In this proof-of-concept study, a local big data-driven, machine learning approach outperformed existing CDRs as well as traditional analytic techniques for predicting in-hospital mortality of ED patients with sepsis. Future research should prospectively evaluate the effectiveness of this approach and whether it translates into improved clinical outcomes for high-risk sepsis patients. The methods developed serve as an example of a new model for predictive analytics in emergency care that can be automated, applied to other clinical outcomes of interest, and deployed in EHRs to enable locally relevant clinical predictions.
急诊护理中的预测分析大多局限于以简单启发式方法和评分系统形式存在的临床决策规则(CDR)。在CDR的开发过程中,分析方法的局限性以及对可用性的担忧通常将模型限制在预先选定的一小部分被认为具有临床相关性的变量以及易于计算的规则上。此外,CDR经常受到可推广性问题的困扰,开发需要数年时间,并且缺乏随着新信息可用而更新的能力。能够利用通过电子健康记录(EHR)已经可用的大量变量的更新分析和机器学习技术,可能会更好地预测患者预后,并促进临床决策支持系统中的自动化和部署。在这项概念验证研究中,将一种本地的、大数据驱动的机器学习方法与现有的CDR和传统分析方法进行比较,以脓毒症院内死亡率的预测作为应用案例。

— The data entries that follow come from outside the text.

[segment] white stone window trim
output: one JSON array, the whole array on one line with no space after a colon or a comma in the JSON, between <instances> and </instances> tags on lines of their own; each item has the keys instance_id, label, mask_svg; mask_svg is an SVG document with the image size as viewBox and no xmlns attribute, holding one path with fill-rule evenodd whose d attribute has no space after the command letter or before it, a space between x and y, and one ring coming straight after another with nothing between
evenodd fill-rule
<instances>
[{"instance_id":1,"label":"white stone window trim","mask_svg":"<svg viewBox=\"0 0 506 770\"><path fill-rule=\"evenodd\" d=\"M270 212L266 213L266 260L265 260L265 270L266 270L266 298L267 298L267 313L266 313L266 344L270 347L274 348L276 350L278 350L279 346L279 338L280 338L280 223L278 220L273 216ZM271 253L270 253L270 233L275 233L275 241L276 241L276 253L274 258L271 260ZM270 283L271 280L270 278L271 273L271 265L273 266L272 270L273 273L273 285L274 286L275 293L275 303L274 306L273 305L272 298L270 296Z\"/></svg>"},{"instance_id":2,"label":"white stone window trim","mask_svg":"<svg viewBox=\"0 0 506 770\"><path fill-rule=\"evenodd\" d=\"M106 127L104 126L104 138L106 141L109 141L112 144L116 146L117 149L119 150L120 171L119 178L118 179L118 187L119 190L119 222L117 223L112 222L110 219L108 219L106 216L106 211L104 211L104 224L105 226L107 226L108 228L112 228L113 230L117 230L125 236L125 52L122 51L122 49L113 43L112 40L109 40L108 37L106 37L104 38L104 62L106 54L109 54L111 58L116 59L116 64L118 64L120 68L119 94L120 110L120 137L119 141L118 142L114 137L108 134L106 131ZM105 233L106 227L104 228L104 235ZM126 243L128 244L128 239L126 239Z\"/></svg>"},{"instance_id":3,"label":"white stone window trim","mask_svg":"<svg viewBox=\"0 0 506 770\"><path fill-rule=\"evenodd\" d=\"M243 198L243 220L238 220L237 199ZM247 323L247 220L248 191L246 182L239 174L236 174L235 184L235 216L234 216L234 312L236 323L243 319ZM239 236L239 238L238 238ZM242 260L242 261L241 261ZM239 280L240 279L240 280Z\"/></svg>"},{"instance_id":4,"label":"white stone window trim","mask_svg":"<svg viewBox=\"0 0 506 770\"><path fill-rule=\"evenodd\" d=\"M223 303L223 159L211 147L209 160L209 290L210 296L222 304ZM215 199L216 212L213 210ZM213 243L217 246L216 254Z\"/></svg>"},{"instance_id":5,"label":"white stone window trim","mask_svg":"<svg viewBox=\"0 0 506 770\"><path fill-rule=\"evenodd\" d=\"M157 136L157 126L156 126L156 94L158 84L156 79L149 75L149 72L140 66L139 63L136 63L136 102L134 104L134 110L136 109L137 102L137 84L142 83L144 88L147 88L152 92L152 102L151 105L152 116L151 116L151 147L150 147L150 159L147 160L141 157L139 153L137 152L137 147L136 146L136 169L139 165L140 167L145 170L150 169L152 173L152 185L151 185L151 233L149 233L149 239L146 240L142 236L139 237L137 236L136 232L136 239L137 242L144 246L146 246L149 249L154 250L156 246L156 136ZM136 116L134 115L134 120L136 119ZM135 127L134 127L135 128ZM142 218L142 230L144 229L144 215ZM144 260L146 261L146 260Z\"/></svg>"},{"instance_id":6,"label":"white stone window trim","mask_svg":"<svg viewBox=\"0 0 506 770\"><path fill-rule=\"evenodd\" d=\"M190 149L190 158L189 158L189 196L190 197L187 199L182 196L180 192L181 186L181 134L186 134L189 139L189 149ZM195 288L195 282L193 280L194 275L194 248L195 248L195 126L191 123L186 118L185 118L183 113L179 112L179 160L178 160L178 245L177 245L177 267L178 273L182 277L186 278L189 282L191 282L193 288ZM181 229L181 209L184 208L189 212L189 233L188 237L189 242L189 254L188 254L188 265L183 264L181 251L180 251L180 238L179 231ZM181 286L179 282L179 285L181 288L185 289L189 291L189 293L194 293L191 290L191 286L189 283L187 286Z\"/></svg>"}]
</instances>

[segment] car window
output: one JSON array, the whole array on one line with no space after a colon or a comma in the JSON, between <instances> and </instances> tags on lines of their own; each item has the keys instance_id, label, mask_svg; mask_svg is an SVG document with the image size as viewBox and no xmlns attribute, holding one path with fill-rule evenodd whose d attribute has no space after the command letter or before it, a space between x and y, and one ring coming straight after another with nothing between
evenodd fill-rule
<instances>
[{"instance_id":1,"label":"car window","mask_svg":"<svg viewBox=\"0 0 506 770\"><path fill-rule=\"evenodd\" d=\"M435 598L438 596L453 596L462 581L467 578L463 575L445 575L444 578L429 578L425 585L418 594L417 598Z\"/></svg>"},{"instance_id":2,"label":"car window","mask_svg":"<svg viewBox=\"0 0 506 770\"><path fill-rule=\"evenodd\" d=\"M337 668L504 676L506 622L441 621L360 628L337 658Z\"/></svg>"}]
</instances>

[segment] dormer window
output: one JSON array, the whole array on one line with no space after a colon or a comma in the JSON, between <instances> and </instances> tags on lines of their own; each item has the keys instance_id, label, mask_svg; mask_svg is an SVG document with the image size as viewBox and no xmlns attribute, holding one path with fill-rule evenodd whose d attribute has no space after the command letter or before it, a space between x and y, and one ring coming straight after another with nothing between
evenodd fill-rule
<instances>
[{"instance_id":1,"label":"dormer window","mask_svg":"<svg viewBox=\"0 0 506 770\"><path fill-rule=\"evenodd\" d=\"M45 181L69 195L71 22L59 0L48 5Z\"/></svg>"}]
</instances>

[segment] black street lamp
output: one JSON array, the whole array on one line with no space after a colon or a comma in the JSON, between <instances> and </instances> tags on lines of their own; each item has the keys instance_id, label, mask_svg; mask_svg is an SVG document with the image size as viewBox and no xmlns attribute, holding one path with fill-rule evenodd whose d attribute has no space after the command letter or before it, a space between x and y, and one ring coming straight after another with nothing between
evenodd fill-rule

这是一项对2013年10月至2014年10月期间因脓毒症入院且符合标准的成年急诊就诊患者的回顾性研究。脓毒症被定义为符合全身炎症反应综合征标准且在急诊科有感染性入院诊断。急诊就诊患者被随机分为80%/20%用于训练和验证。使用来自四家医院EHR中可用数据的500多个临床变量构建随机森林模型(机器学习方法)来预测院内死亡率。然后在验证数据集上,使用受试者操作特征曲线下面积(AUC)和卡方统计量,将机器学习预测模型与分类回归树(CART)模型、逻辑回归模型以及先前开发的预测工具进行比较。
4676名符合脓毒症标准的独特患者中有5278次就诊。训练组的4222名患者中,210名(5.0%)在住院期间死亡,验证组的1056名患者中,50名(4.7%)在住院期间死亡。不同模型的AUC及其95%置信区间(CI)如下:随机森林模型,0.86(95%CI = 0.82至0.90);CART模型,0.69(95%CI = 0.62至0.77);逻辑回归模型,0.76(95%CI = 0.69至0.82);CURB - 65,0.73(95%CI = 0.67至0.80);MEDS,0.71(95%CI = 0.63至0.77);mREMS,0.72(95%CI = 0.65至0.79)。随机森林模型的AUC与所有其他模型在统计学上有差异(所有比较p≤0.003)。
在这项概念验证研究中,一种本地的、大数据驱动的机器学习方法在预测脓毒症急诊患者的院内死亡率方面优于现有的CDR以及传统分析技术。未来的研究应前瞻性地评估这种方法的有效性,以及它是否能转化为高危脓毒症患者改善的临床结局。所开发的方法是急诊护理中预测分析新模型的一个示例,该模型可以自动化,应用于其他感兴趣的临床结局,并部署在EHR中以实现本地相关的临床预测。